True, little about the boite smacks of the less atmospheric establishments scattered throughout the city (though as Senderowicz points out, there’s not a kosher place to be found between Wall Street and 34th Street). Jezebel’s lower level features all black leather banquettes, gold walls and ram horn light fixtures (a cheeky nod to religious symbolism). The walls are lined with portraits of famous Jewish celebrities super-imposed onto classic works (Natalie Portman as Elizabeth II, Jon Stewart as Napoleon, Mayor Bloomberg as George Washington), while a grand tableau of the Last Supper by Jacob Zurilla has the likes of Woody Allen, Jack Black, Mila Kunis and Scarlett Johansson as guests.
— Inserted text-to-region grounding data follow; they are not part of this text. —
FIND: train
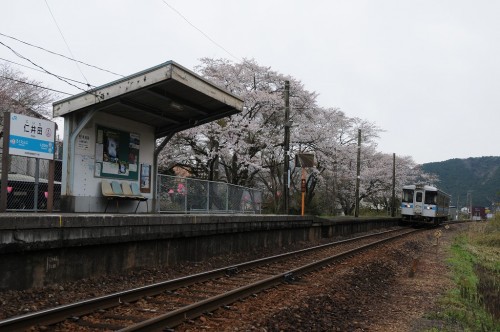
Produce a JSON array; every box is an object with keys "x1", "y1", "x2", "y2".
[{"x1": 401, "y1": 184, "x2": 451, "y2": 225}]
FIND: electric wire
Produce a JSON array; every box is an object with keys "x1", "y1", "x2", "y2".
[
  {"x1": 0, "y1": 32, "x2": 124, "y2": 77},
  {"x1": 0, "y1": 57, "x2": 96, "y2": 88},
  {"x1": 0, "y1": 40, "x2": 98, "y2": 97},
  {"x1": 161, "y1": 0, "x2": 240, "y2": 62},
  {"x1": 0, "y1": 75, "x2": 72, "y2": 95},
  {"x1": 44, "y1": 0, "x2": 90, "y2": 86},
  {"x1": 1, "y1": 2, "x2": 241, "y2": 99}
]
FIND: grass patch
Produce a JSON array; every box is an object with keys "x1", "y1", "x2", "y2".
[{"x1": 424, "y1": 215, "x2": 500, "y2": 331}]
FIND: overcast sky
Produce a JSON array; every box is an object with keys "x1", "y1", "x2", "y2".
[{"x1": 1, "y1": 0, "x2": 499, "y2": 164}]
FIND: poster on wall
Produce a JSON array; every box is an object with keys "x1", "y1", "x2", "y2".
[
  {"x1": 75, "y1": 130, "x2": 92, "y2": 155},
  {"x1": 95, "y1": 125, "x2": 140, "y2": 180},
  {"x1": 129, "y1": 133, "x2": 140, "y2": 173},
  {"x1": 140, "y1": 163, "x2": 151, "y2": 193}
]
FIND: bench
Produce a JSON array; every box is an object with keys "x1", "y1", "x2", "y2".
[
  {"x1": 101, "y1": 180, "x2": 148, "y2": 213},
  {"x1": 123, "y1": 182, "x2": 149, "y2": 213}
]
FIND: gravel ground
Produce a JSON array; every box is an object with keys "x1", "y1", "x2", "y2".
[
  {"x1": 0, "y1": 224, "x2": 463, "y2": 331},
  {"x1": 176, "y1": 224, "x2": 461, "y2": 331}
]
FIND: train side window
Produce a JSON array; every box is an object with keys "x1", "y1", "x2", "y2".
[
  {"x1": 416, "y1": 192, "x2": 423, "y2": 202},
  {"x1": 402, "y1": 189, "x2": 414, "y2": 203},
  {"x1": 425, "y1": 191, "x2": 437, "y2": 204}
]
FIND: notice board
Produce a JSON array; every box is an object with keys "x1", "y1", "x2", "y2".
[{"x1": 94, "y1": 125, "x2": 140, "y2": 180}]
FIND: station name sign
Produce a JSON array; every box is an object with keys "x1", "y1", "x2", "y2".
[{"x1": 8, "y1": 113, "x2": 56, "y2": 160}]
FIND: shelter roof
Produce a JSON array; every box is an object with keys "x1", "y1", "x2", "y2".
[{"x1": 52, "y1": 61, "x2": 243, "y2": 138}]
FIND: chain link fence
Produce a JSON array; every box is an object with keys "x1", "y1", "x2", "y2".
[
  {"x1": 0, "y1": 153, "x2": 62, "y2": 211},
  {"x1": 157, "y1": 174, "x2": 262, "y2": 214},
  {"x1": 0, "y1": 152, "x2": 262, "y2": 214}
]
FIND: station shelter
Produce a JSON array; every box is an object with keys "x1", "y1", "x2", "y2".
[{"x1": 53, "y1": 61, "x2": 243, "y2": 213}]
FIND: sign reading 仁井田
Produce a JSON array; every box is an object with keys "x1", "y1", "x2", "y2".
[{"x1": 8, "y1": 113, "x2": 56, "y2": 160}]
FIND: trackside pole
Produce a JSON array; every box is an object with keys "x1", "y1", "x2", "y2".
[{"x1": 301, "y1": 168, "x2": 306, "y2": 216}]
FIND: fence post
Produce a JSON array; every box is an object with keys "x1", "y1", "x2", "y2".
[
  {"x1": 34, "y1": 158, "x2": 40, "y2": 211},
  {"x1": 47, "y1": 160, "x2": 55, "y2": 212},
  {"x1": 226, "y1": 184, "x2": 229, "y2": 212},
  {"x1": 206, "y1": 180, "x2": 210, "y2": 212},
  {"x1": 1, "y1": 112, "x2": 11, "y2": 212},
  {"x1": 184, "y1": 179, "x2": 188, "y2": 213}
]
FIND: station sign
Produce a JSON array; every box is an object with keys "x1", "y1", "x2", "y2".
[{"x1": 8, "y1": 113, "x2": 56, "y2": 160}]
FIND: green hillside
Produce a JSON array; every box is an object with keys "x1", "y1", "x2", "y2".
[{"x1": 421, "y1": 156, "x2": 500, "y2": 208}]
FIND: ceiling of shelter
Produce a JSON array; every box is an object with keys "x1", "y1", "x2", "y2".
[{"x1": 53, "y1": 61, "x2": 243, "y2": 139}]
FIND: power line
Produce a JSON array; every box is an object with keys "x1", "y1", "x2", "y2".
[
  {"x1": 0, "y1": 40, "x2": 97, "y2": 96},
  {"x1": 0, "y1": 75, "x2": 72, "y2": 95},
  {"x1": 0, "y1": 57, "x2": 96, "y2": 87},
  {"x1": 44, "y1": 0, "x2": 90, "y2": 85},
  {"x1": 161, "y1": 1, "x2": 240, "y2": 62},
  {"x1": 0, "y1": 32, "x2": 124, "y2": 77}
]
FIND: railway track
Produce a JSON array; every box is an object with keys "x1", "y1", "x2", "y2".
[{"x1": 0, "y1": 227, "x2": 421, "y2": 331}]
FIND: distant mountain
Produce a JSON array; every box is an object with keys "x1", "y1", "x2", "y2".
[{"x1": 421, "y1": 156, "x2": 500, "y2": 208}]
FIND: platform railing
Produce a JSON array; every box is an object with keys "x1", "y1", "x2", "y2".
[{"x1": 157, "y1": 174, "x2": 262, "y2": 214}]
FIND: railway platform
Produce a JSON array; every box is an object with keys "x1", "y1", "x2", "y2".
[{"x1": 0, "y1": 213, "x2": 399, "y2": 290}]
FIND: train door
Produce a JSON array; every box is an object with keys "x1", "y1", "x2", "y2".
[{"x1": 414, "y1": 190, "x2": 423, "y2": 216}]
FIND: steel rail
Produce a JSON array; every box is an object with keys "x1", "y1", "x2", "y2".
[
  {"x1": 0, "y1": 228, "x2": 412, "y2": 331},
  {"x1": 119, "y1": 229, "x2": 421, "y2": 331}
]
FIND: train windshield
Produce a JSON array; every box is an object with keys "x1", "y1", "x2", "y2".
[
  {"x1": 416, "y1": 192, "x2": 423, "y2": 202},
  {"x1": 402, "y1": 189, "x2": 414, "y2": 203},
  {"x1": 425, "y1": 191, "x2": 437, "y2": 204}
]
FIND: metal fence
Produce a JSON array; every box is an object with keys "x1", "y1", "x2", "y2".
[
  {"x1": 1, "y1": 154, "x2": 63, "y2": 212},
  {"x1": 157, "y1": 174, "x2": 262, "y2": 214},
  {"x1": 0, "y1": 152, "x2": 262, "y2": 214}
]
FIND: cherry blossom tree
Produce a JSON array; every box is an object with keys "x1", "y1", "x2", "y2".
[
  {"x1": 159, "y1": 58, "x2": 319, "y2": 212},
  {"x1": 158, "y1": 58, "x2": 438, "y2": 215},
  {"x1": 0, "y1": 63, "x2": 53, "y2": 119}
]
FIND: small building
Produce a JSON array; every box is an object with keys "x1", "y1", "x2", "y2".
[
  {"x1": 53, "y1": 61, "x2": 243, "y2": 213},
  {"x1": 471, "y1": 206, "x2": 486, "y2": 221}
]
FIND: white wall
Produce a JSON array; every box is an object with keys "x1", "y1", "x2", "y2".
[{"x1": 68, "y1": 112, "x2": 154, "y2": 212}]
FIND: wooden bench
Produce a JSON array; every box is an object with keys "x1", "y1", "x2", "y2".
[{"x1": 101, "y1": 180, "x2": 148, "y2": 213}]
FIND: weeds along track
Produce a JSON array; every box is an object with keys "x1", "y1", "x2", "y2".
[{"x1": 0, "y1": 228, "x2": 421, "y2": 331}]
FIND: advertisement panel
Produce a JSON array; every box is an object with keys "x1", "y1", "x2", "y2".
[
  {"x1": 8, "y1": 113, "x2": 56, "y2": 160},
  {"x1": 94, "y1": 125, "x2": 140, "y2": 180}
]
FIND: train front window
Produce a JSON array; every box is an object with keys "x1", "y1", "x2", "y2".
[
  {"x1": 425, "y1": 191, "x2": 437, "y2": 204},
  {"x1": 416, "y1": 192, "x2": 423, "y2": 202},
  {"x1": 402, "y1": 189, "x2": 414, "y2": 203}
]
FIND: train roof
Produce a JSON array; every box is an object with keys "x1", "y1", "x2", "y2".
[
  {"x1": 403, "y1": 184, "x2": 437, "y2": 190},
  {"x1": 402, "y1": 184, "x2": 451, "y2": 197}
]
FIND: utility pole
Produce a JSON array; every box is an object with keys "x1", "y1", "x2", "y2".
[
  {"x1": 467, "y1": 191, "x2": 473, "y2": 220},
  {"x1": 469, "y1": 190, "x2": 474, "y2": 220},
  {"x1": 391, "y1": 153, "x2": 396, "y2": 217},
  {"x1": 283, "y1": 80, "x2": 290, "y2": 214},
  {"x1": 354, "y1": 129, "x2": 361, "y2": 217},
  {"x1": 332, "y1": 148, "x2": 337, "y2": 216}
]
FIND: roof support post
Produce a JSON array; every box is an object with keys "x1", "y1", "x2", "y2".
[{"x1": 65, "y1": 109, "x2": 97, "y2": 196}]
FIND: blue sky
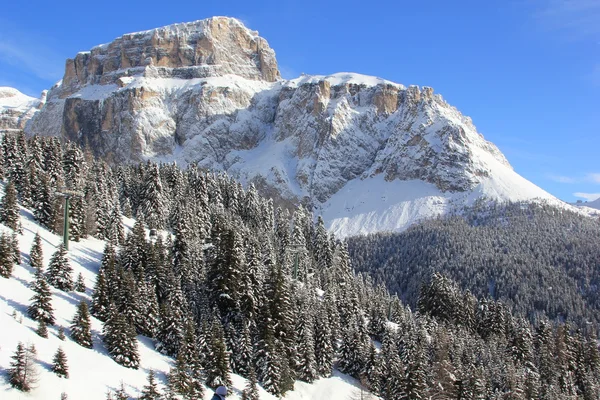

The comparatively pristine upstairs dining room offers American cuisine with a touch of Judaic tradition: roasted bone marrow with parsley, pickled onion and toasted breadcrumbs; Jewish Italian Wedding Soup. Drinks, in keeping with dietary rules, include a full range of kosher wines and seasonal cocktails.
The dining room
As for the name Jezebel, the duo insists it was not a Biblical reference, however convenient that might have been.
“We were inspired by the Betty Davis movie,” explains Senderowicz. “She was the only one wearing a red dress, while everyone else was in white. And she stood out. That’s something we relate to very much.”